Frequently asked questions

What is path copying?

Path copying is the simplest technique for making a tree persistent. When you update a node, you allocate a new copy of that node, then a new copy of its parent (pointing at the new child), then a new copy of its grandparent, all the way up to the root. Only the path from root to modified leaf is copied — every other subtree is shared with the original version. For a balanced tree of n elements this is O(log n) new nodes per update. The old root remains valid and points at the old structure; the new root points at the new path plus all the unchanged subtrees.

How is partial vs full persistence different?

Partial persistence allows reads on any past version but only the latest version can be updated — versions form a linear sequence. Full persistence allows updates on any version, so versions form a tree (every update branches off the version it modified). Confluent persistence is even stronger: it allows a single update to combine two existing versions, so versions form a DAG. Each level adds implementation complexity. Most real systems (Clojure collections, Git) only need full persistence; partial persistence is enough for many algorithms work like persistent search trees in computational geometry.

How does Clojure's PersistentVector achieve O(log₃₂ n)?

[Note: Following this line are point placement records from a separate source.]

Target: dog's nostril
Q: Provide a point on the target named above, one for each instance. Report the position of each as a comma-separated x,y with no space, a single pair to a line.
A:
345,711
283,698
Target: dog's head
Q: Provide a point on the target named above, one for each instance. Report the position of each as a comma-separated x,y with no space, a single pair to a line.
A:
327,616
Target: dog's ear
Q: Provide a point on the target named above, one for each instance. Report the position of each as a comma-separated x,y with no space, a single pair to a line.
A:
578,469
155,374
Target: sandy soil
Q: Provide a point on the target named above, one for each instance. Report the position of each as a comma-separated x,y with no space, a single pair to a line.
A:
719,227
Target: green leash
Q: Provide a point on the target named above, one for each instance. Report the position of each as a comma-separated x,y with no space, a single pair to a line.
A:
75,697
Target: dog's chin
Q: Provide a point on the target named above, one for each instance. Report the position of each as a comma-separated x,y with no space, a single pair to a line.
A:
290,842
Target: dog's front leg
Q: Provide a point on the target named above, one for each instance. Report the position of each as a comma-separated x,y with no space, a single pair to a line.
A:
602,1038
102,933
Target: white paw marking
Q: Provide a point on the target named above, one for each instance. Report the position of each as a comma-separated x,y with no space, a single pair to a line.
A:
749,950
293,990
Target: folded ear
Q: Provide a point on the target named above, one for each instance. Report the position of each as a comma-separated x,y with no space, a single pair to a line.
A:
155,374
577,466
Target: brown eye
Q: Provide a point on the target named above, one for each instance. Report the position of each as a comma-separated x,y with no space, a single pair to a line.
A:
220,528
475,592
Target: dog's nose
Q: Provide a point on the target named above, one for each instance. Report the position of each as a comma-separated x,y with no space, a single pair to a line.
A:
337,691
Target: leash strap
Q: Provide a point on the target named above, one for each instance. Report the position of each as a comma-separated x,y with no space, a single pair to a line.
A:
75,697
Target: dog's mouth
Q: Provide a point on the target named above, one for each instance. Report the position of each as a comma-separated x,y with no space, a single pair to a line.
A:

Clojure's PersistentVector is a 32-way trie — each internal node has up to 32 children. The element at index i is found by treating i as a base-32 number: the digits index successive levels. Depth is ceil(log32 n), so for a billion elements depth is just 6. On update, path copying allocates 6 new 32-element node arrays (around 1.5 KB) — compared to copying the whole vector. The branching factor of 32 is chosen to fit a CPU cache line and make the constant small enough that O(log32 n) feels like O(1) for any practical size.

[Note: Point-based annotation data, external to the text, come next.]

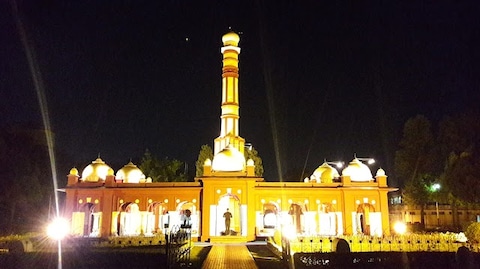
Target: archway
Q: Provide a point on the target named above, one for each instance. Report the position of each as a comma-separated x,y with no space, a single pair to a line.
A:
129,220
229,215
157,218
363,219
328,220
296,212
88,210
270,213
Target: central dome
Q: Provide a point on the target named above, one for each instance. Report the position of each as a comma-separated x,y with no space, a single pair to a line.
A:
230,39
96,171
325,173
130,173
228,160
358,171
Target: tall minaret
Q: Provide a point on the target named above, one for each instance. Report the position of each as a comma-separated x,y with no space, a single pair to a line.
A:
230,103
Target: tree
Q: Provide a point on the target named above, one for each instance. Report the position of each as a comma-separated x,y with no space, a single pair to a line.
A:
458,147
252,153
163,170
464,177
25,180
206,152
414,162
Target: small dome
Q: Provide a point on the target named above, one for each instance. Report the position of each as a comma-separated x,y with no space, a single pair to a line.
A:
74,171
358,171
95,171
380,172
230,39
325,173
130,173
228,160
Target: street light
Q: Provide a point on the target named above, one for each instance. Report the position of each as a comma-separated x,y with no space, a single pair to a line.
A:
436,187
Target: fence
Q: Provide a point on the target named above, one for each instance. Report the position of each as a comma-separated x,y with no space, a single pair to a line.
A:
436,250
177,248
437,242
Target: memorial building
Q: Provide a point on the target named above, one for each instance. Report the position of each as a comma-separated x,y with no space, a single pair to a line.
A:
228,203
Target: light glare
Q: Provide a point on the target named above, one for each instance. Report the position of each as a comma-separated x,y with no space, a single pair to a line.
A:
58,229
400,227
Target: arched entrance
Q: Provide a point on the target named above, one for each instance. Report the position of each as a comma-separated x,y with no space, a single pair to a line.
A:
364,218
129,222
90,224
157,218
296,212
328,219
227,216
270,215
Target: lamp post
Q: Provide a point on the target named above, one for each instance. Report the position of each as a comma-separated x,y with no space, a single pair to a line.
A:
435,188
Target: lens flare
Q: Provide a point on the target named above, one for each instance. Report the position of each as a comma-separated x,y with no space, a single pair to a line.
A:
58,229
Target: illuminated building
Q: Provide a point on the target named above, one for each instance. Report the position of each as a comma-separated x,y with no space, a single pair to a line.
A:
102,203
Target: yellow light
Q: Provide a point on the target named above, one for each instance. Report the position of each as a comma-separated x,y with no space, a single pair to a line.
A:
58,228
290,232
400,227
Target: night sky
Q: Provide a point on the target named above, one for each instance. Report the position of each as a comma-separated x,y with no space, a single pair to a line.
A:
318,80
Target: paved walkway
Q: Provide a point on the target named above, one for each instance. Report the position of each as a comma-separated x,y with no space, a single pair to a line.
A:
229,256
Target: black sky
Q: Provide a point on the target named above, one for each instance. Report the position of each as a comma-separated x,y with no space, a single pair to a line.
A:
324,79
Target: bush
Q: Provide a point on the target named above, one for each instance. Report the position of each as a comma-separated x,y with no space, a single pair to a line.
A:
473,232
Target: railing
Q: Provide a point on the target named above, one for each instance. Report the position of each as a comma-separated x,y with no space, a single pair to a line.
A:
407,243
177,248
440,250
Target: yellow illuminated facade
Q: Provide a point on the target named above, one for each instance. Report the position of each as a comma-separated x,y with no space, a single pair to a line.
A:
228,203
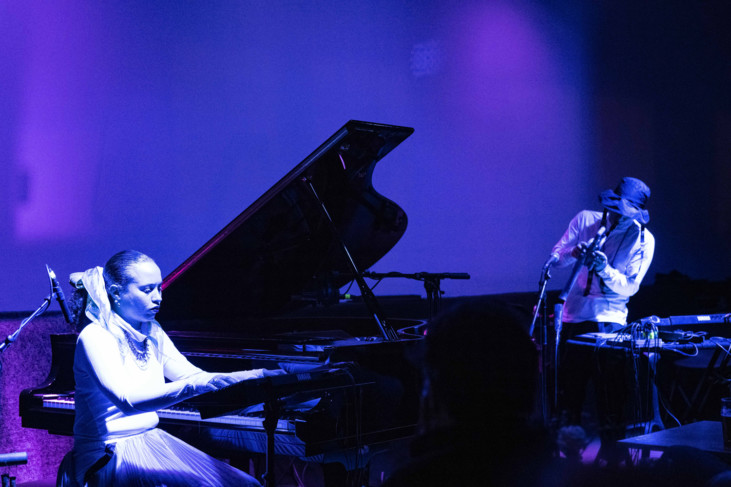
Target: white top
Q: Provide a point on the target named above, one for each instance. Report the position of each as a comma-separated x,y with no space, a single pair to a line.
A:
117,392
628,261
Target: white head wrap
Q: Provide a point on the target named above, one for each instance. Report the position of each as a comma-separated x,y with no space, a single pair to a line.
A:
99,310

Are persistent structures slower than mutable?

Yes, but the gap is smaller than people expect. A persistent vector update is O(log32 n) versus O(1) for a mutable array, but for typical n the constant is 4-6 indirections. Benchmarks show Clojure persistent vectors are 2-4x slower than mutable Java ArrayLists for single updates, but cost is amortized cleanly when many small versions are kept. For workloads that need versioning anyway (history, undo, time-travel debugging), mutable structures must explicitly snapshot, often O(n) per snapshot — and persistent structures win.

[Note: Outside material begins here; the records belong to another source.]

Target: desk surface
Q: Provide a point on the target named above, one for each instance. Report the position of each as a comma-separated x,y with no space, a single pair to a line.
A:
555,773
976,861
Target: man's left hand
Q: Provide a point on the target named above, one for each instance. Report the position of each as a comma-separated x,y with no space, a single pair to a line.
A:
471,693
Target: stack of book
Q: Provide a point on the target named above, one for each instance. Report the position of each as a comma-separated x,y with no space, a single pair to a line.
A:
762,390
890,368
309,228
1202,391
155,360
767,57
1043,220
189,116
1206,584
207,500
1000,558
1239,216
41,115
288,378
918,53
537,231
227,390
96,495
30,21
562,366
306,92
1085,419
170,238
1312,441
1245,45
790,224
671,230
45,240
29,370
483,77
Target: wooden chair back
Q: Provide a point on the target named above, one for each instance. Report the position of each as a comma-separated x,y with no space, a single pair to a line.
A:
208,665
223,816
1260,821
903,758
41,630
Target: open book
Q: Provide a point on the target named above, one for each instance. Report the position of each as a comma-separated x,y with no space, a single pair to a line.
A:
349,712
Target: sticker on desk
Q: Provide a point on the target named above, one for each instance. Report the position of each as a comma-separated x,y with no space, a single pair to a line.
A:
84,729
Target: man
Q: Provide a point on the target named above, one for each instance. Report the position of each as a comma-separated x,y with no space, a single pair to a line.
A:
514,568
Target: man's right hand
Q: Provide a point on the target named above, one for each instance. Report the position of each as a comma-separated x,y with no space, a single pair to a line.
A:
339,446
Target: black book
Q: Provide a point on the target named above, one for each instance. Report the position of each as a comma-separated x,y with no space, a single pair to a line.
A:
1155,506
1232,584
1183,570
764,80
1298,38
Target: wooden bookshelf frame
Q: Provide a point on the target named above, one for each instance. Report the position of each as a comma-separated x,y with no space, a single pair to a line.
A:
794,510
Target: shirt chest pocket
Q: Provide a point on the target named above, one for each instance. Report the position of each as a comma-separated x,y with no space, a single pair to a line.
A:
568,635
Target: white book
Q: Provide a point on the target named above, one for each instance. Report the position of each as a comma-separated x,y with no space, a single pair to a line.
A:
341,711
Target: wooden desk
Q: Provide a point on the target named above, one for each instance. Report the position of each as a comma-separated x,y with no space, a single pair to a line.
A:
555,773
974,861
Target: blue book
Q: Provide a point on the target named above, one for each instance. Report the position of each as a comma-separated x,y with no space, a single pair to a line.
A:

Why does Git use a Merkle tree of immutable objects?

Every Git object — blob, tree, commit — is content-addressed by SHA-1 (now SHA-256) and immutable. A commit is a tree of trees of blobs; each tree node lists the SHA-1s of its children. Modifying one file produces a new blob, then a new tree node listing that blob, then a new tree for each ancestor directory, then a new commit pointing at the new root. Untouched directories share their old SHA-1 — the new commit literally references the old tree objects unchanged. This is path copying, and it's why git switch between branches is fast and branch storage is cheap.

What is structural sharing?

Structural sharing is the property that two versions of a persistent data structure share the parts that didn't change. If you update one element of a million-element vector, the new version doesn't allocate a million new nodes — it allocates O(log n) new nodes on the path from root to the changed leaf, and all other subtrees are pointed to by both versions. The old version is unaware that a new version exists. Garbage collection reclaims an old version's nodes only when no remaining version references them. Structural sharing is what makes persistence affordable in space.